Syrup is the goal of the maple tree tapping and the maple syrup boil down that takes place each year at Colvin Run Mill Historic Site. To turn that sap into maple syrup, the sap is filtered, perhaps through cheesecloth, and then has to have a lot of excess water removed. The boil-down ratio to remove that excess water for sugar maples in northern states is 40-to-1. It will take 10 gallons of sap to make a quart of syrup – 40 gallons of sap to make a gallon of syrup. Colvin Run Miller Mason Maddox, your guide at the boil down, says Colvin Run’s rate is 60-to-1 – 15 gallons of sap per quart of syrup.
By the way, if you make syrup at home, don’t boil the sap indoors. At a 60-to-1 ratio, that’s a lot of steam rolling into your house. If you boil outdoors – follow laws and make fire safety the first priority. The syrup can be filtered again with a food-grade filter before being bottled.

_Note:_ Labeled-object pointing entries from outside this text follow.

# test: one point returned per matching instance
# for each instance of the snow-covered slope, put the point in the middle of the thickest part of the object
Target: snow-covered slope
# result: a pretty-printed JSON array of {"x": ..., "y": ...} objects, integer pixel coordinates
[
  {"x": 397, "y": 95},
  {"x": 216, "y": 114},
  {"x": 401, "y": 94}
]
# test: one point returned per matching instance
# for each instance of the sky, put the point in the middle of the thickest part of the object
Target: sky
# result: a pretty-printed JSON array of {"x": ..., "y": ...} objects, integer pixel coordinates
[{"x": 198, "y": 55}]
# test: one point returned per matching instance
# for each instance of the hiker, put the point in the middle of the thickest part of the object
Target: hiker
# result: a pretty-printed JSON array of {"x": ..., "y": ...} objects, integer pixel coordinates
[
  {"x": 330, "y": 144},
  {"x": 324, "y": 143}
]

Each spring, Colvin Run Mill taps trees and hosts a trio of boil downs where you can enjoy a crisp day outdoors, watch the steaming cauldron of sap turning into syrup, enjoy some snacks, mix with neighbors, and even taste pure maple syrup over cornbread while supplies last. No reservations are needed. The cost is $5 per person. The boil-downs are 12 noon to 2 p.m. on three upcoming Sundays – February 7 and 21 and March 6.
Colvin Run Mill Historic Site is located at 10017 Colvin Run Road in Great Falls, Va.